Copper regulates sleep in zebrafish

June 9, 2018
illustration of copper responsive probe

Metal may play sleep role through an enzyme responsible for synthesis of norepinephrine

According to a new study from the lab of Christopher J. Chang at UC Berkeley, copper plays a role in regulating sleep.
When Chang and his research team at the University of California, Berkeley, induced a copper deficiency in zebrafish by genetically manipulating a protein responsible for copper uptake, the fish became sluggish, with a disrupted sleep-activity cycle (Nat. Chem. Biol. 2018, DOI: 10.1038/s41589-018-0062-z). “We show that just modulating the copper status has grave consequences for sleep behavior,” Chang says. “You don’t wake up very easily, and you end up getting tired during the day.”

The researchers suspect that copper is so important because it’s needed by the enzyme dopamine β-hydrolase, which is required for the production of norepinephrine, which happens in a part of the brain known as the locus coeruleus. Biologists know that this region of the brain is involved in many behaviors, including sleep.

“You only get the synthesis of norepinephrine if you have sufficient amounts of copper, which is required to activate, this enzyme,” Chang says.

But Chang thinks more is probably going on. “There appears to be more copper that’s stored and moved with neural activity than can be accounted for just by dopamine β-hydrolase,” Chang says. His team plans to study whether extra copper can be beneficial.

One technology advance that helped the researchers was a new pair of fluorescent probes for imaging copper in zebrafish brains. The probes are the same size and shape, but only one responds to copper. The other serves as a control. The difference between the probes is in the number of sulfur atoms. The copper-responsive one has four sulfurs. In the control probe, two sulfurs have been replaced by carbons.

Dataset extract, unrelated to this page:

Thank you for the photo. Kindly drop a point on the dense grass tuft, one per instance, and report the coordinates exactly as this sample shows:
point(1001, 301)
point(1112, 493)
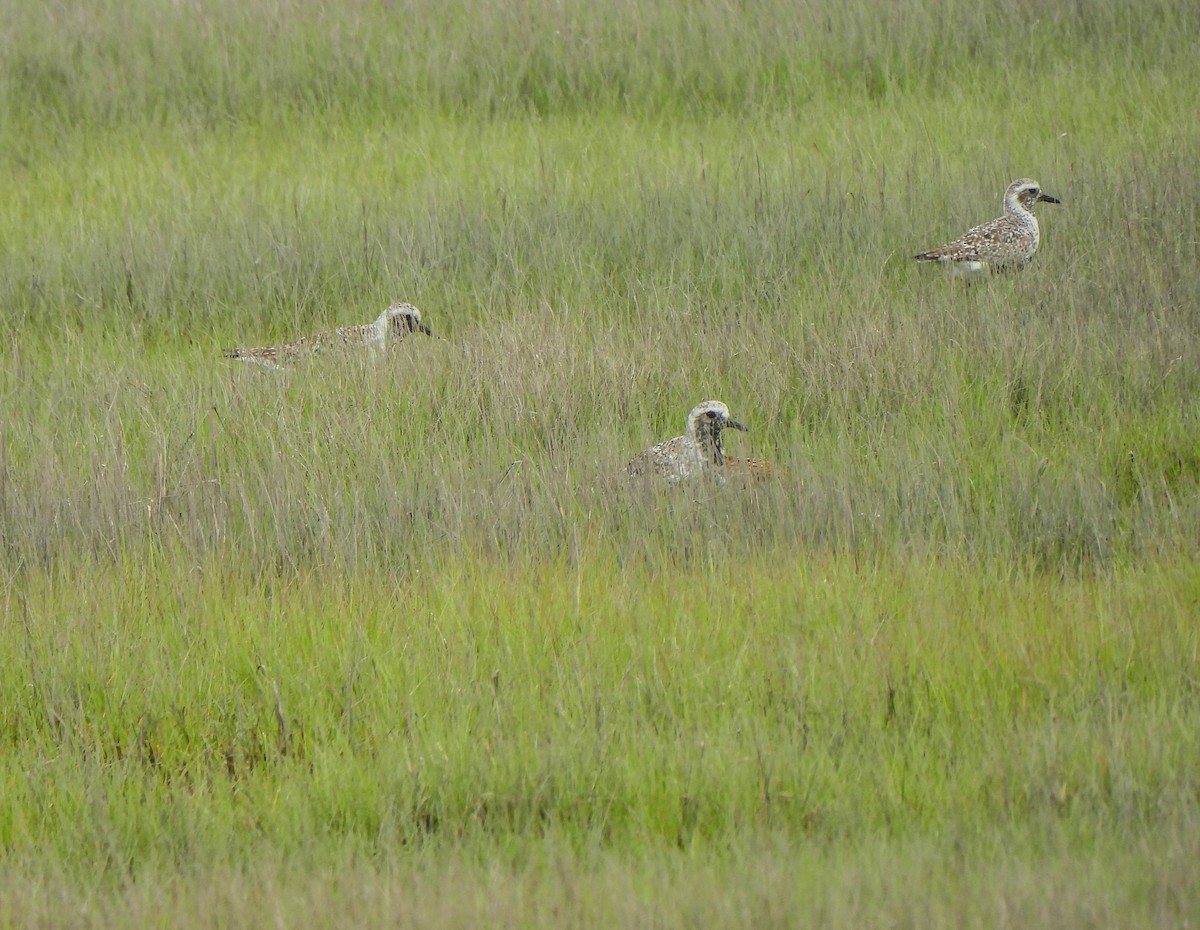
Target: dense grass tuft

One of the challenges was getting both probes into the zebrafish. “When we changed all the sulfurs to carbons, the control probe didn’t penetrate zebrafish skin,” Chang says. “We found a sweet spot where we changed only half the sulfurs to carbon.”

The researchers imaged the distribution of copper in zebrafish brains using the probes and a complementary probe-free method—laser ablation inductively coupled mass spectrometry. In both methods, the locus coeruleus was highly enriched in copper.

Anthony White, a neurodegeneration expert at the University of Melbourne, calls the work “a great example of how traditional chemical and biophysical approaches to understanding copper can be combined with genetic approaches to tease out new roles for copper in biology.”